Connecting PhpStorm To Custom ACP OpenClaw Agents

This article is a technical notebook as I rework my development process to use local AI models running on the DGX Spark AI server on my LAN. The goal is to try to use local , and arguably less capable, AI models to perform rudimentary tasks. These are my notes on various attempts to get PhpStorm (my current JetBrains base code management and editing interface : IDE) to communicate with local models running on the Spark. Prior attempts worked but may not be as efficient as possible. I am about to find out.

Sidebar – Why Even Use The Spark?

As I delve deeper into the underpinning of how AI is working I have learned how inefficient AI interactions are. I hope that the fact that every AI interaction burns FAR TOO MANY tokens is simply a side effect of “growing and capturing market share before our competitors”. While that is awful, it is better than thinking “more tokens, more money” as the driving force behind the excessive token burn rates.

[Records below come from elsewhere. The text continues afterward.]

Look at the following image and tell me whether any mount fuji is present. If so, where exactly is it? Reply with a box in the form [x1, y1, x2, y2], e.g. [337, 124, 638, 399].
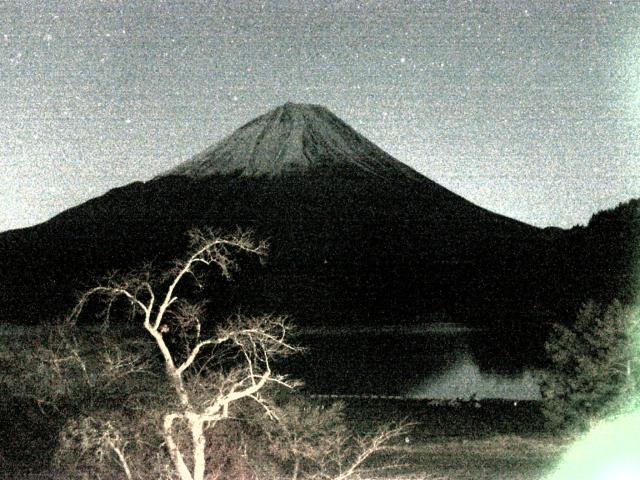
[0, 103, 632, 362]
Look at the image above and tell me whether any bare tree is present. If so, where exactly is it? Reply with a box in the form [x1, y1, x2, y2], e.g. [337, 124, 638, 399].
[71, 230, 295, 480]
[44, 231, 416, 480]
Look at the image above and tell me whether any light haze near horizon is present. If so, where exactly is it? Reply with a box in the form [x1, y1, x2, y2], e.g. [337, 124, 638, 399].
[0, 0, 640, 231]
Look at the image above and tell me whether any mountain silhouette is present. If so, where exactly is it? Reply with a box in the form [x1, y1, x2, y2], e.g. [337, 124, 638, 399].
[0, 103, 636, 368]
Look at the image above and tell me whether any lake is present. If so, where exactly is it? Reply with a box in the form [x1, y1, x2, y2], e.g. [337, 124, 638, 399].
[286, 323, 540, 400]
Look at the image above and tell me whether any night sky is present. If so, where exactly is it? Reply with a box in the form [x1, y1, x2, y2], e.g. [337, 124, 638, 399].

In either case, I feel it is a solid generalization to say that for each token used to process and AI request there are two primary resources being consumed by the AI models – electricity and power. The amount of natural resources that AI is consuming is absurd. Without delving deep into the topic, I feel that anyone using AI on a daily basis needs to be more responsible with their AI use and do whatever they can to reduce token consumption. For me that means leveraging my local Spark server that runs on 200 Watts of maximum power consumption and needs zero water for cooling.

Full disclosure: For most of this work I am pulling from online documentation I am already aware of. For methods I am not familiar with I am using the OpenClaw WebUI running on the Spark to communicate with a locally hosted nemotron-cascade-2 model managed by Ollama to provide insight and instruction.

Spark Server Starting Environment

I’ve been using the Spark server for nearly 9 months now. It already has some key pieces that work well for general AI interaction.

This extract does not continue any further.